Textverschneidung, Metaebenen, besondere Schauspielerauftritte – das zieht sich als work in progress durch Castorfs Inszenierungen, und nun hievt er an der Berliner Volksbühne mit „Judith“ frei nach Friedrich Hebbel einen gefühlt wieder hochgewichtigen Brocken auf die Bühne.
Fünf Stunden Collage über Krieg, Religion und Moral. Über Tempel in Homs, Sonnenkulte und Mann-Frau-Dualismus. Auch der Bühnenraum, noch konzipiert von Bert Neumann, türmt die Sitzsäcke aus Castorfs letzter Inszenierung zu einem Berg auf, mit Beduinenzelten und Wasserquelle – Tummelplatz für eine ausufernde Orientbefragung.
Ambitioniertes Flackern
Die Schauspieler sprechen via Leinwandübertragung direkt ins Publikum.
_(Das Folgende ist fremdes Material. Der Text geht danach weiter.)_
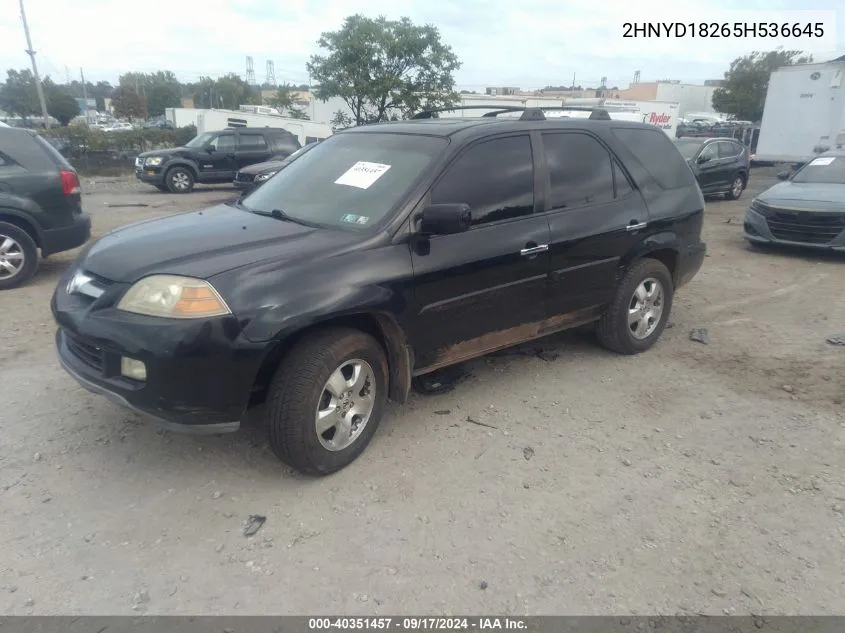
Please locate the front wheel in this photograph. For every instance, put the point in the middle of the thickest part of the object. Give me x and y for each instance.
(737, 187)
(326, 400)
(639, 311)
(179, 180)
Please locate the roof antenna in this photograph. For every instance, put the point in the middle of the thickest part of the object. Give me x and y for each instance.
(533, 114)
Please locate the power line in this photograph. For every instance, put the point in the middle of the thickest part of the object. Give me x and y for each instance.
(31, 54)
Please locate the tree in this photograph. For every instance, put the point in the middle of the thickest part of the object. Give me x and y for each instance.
(340, 120)
(743, 93)
(18, 95)
(128, 104)
(163, 96)
(61, 106)
(377, 66)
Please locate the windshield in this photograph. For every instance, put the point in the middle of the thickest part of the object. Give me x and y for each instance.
(829, 170)
(688, 149)
(201, 140)
(349, 181)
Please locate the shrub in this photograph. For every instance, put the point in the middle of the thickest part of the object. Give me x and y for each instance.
(77, 140)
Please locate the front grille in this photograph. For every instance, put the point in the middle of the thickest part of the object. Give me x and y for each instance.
(805, 226)
(87, 353)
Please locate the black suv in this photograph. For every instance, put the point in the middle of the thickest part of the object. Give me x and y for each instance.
(255, 175)
(213, 157)
(40, 205)
(386, 252)
(721, 165)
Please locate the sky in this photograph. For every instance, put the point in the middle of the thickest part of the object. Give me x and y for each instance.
(523, 43)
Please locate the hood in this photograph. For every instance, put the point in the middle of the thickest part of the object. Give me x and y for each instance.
(258, 168)
(205, 243)
(170, 151)
(805, 196)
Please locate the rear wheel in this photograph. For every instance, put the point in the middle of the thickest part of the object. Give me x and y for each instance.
(737, 187)
(326, 400)
(18, 256)
(179, 180)
(639, 311)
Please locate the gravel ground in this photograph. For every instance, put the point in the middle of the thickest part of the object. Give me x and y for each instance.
(696, 478)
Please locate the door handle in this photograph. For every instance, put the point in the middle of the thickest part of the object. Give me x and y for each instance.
(533, 250)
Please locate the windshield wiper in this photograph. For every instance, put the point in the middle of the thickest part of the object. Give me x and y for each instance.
(281, 215)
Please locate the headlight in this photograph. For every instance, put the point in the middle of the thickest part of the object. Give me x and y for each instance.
(173, 297)
(265, 176)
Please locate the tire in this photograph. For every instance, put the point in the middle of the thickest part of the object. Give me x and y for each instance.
(614, 330)
(300, 389)
(179, 180)
(737, 187)
(18, 256)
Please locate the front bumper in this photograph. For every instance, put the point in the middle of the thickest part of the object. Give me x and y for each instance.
(245, 187)
(66, 237)
(756, 229)
(199, 372)
(150, 175)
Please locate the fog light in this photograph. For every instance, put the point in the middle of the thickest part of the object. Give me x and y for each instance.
(132, 368)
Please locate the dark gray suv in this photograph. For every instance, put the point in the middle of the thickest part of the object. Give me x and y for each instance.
(40, 205)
Als sollte sich die demagogische und dämonische Wirkung damit besser entfalten und überspielen, dass so mancher Argumentationsfaden abreißt. Im Kräftefeld aus Macht, Religion und Krieg bewegen sich die Figuren, entlangerzählt am „Judith“-Mythos jener Frau, die den gegnerischen Heerführer Holofernes tötet, um das Volk Israels zu befreien.
Alles an dieser Inszenierung ist ambitioniert, musikalisch untermalt wie in einem Historienfilm, mit Lagerfeuerflackern und Kunstnebel. Pathetisch-unbedingt der Ton, wild mäandernd zwischen Artauds Texten über den römischen Kaiser Heliogabal und Diskussionen über die radikale Kraft des Hasses.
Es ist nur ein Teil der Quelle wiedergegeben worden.